There have been a lot of studies to evaluate the association between occupational exposure to pesticide and cancer risk. More recent systematic review studies or case-control studies reported positive association between exposure to pesticides and several cancers including prostate cancer [10-12], non-Hodgkin lymphoma (NHL) [13-16], leukemia [13,17], multiple myeloma  and lung cancer [18,19]. Alavanja et al. integrated the epidemiological, molecular biology, and toxicological evidence emerging from recent literature assessing the link between specific pesticides and several cancers including prostate cancer, non-Hodgkin lymphoma (NHL), leukemia, multiple myeloma, and breast cancer . They emphasized that, although the review was not exhaustive in its scope or depth, the literature does strongly suggest that the public health problem related to cancer burden among pesticide applicators and others due to pesticide exposure is real.
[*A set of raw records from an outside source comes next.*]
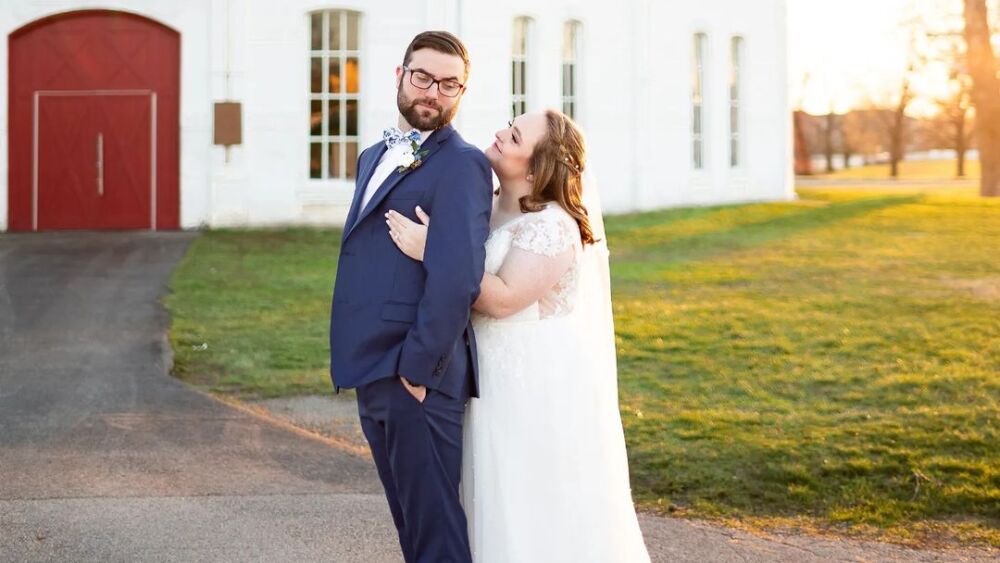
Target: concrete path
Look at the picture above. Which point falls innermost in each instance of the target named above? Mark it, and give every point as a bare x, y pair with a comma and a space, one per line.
104, 457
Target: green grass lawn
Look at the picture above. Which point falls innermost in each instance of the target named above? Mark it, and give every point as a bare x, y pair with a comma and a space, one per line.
831, 363
908, 170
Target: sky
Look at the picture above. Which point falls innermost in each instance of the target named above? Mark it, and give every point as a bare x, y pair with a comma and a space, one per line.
845, 53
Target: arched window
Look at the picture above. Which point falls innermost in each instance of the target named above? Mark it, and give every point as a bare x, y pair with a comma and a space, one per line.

FAO and WHO recommended that governments must establish and implement policies and programs aimed at risk reduction which should involve the following steps: (1) reducing reliance on chemical pesticides and eliminating overuse; (2) encouraging the use of less hazardous and more selective products; and (3) ensuring proper use . To effectively conduct those three steps, the current GSUP should be amended by considering not only non-occupational exposure but also occupational exposure to pesticide. For SRHP, it is necessary to complement a hazard communication system, which is to provide the information of long-term toxicity such as carcinogenicity, in addition to acute toxicity data on the pesticide.